En España hay unos 2.800 títulos nobiliarios que ostentan alrededor de 2.400 personas, y 400 de ellos tienen Grandeza de España. En la Diputación están inscritas unas 800 personas, y «uno de los objetivos que nos hemos marcado es aumentar este número para tener mayor capacidad como corporación para cumplir nuestras funciones», afirma Fernández-Miranda.

Conforme a la ley

Entre esas funciones figuran servir al Rey, asesorar en asuntos genealógicos y representar a la nobleza titulada. Por ejemplo, la Diputación «tiene que dar constancia de que cualquier sucesión o rehabilitación de un título nobiliario se produce conforme a la ley y a lo establecido en la línea de sucesión genealógica, en ocasiones con muchas dificultades porque hay varios demandantes y hay que establecer cuál es el de mejor derecho. Tanto la Diputación Permanente como el Consejo de Estado son los que asesoran al Ministerio de Justicia y al Rey».

Maya Balanya
Maya Balanya

Otra de las obligaciones de la Diputación es «denunciar la existencia de títulos falsos, inventados o rehabilitados de forma irregular», una práctica que supone falsedad documental y puede constituir un delito penal.

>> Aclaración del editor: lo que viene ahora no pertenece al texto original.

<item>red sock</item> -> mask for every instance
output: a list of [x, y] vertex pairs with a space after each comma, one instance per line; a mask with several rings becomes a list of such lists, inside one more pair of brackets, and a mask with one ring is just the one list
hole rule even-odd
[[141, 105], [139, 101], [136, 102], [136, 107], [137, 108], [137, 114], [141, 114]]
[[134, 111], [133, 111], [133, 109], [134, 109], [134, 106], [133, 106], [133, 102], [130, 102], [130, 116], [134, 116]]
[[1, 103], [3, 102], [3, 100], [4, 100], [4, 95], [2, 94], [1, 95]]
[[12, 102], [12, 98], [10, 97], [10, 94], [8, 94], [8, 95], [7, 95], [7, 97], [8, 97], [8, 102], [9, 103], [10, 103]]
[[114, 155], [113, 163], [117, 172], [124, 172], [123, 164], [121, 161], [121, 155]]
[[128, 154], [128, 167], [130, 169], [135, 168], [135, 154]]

Pero la Diputación de la Grandeza quiere dar un paso más y, para cumplir su deseo de ser útil a la sociedad, ha creado varias comisiones especializadas. Entre ellas, una de estudio y asesoramiento en títulos nobiliarios y marcas comerciales para asesorar a la nobleza y a los jóvenes emprendedores que quieran comercializar un producto o reforzar su presencia comercial con el nombre de un título nobiliario. «Queremos asesorarles para que se hagan las cosas como es debido». También se creará «una comisión de heráldica nobiliaria para asesorar a la nobleza sobre cómo se hace un blasón con rigor jurídico e histórico».

Opinar y ser escuchados

Otro de los objetivos es mantener relaciones estables, «no solo de cortesía», con las Reales Academias, las maestranzas y las instituciones del Estado. «Por ejemplo, con el Parlamento español para estar informados de las enmiendas, proposiciones de ley o proyectos de ley que puedan afectar a la nobleza titulada, con el fin de que podamos opinar y ser escuchados por el poder legislativo de España».

La Diputación también se ha propuesto descentralizar su actividad y reunirse con la nobleza del resto de España, así como reforzar los lazos históricos con los nobles descendientes de españoles que viven en América y que se conviertan «en otra vía de comunicación y sintonía con el mundo hispanoamericano».

Consciente de que aún existen viejos prejuicios contra los títulos nobiliarios, a pesar de que no conllevan ninguna ventaja ni privilegio, el nuevo decano desmonta las críticas con argumentos: «Todas las naciones del mundo reconocen con méritos y honores a sus mejores ciudadanos», afirma y pone el ejemplo de la Unión Soviética, como antítesis de nuestra Monarquía Parlamentaria, que concedió unas 400.000 medallas de platino de la Orden de Lenin a sus ciudadanos más distinguidos.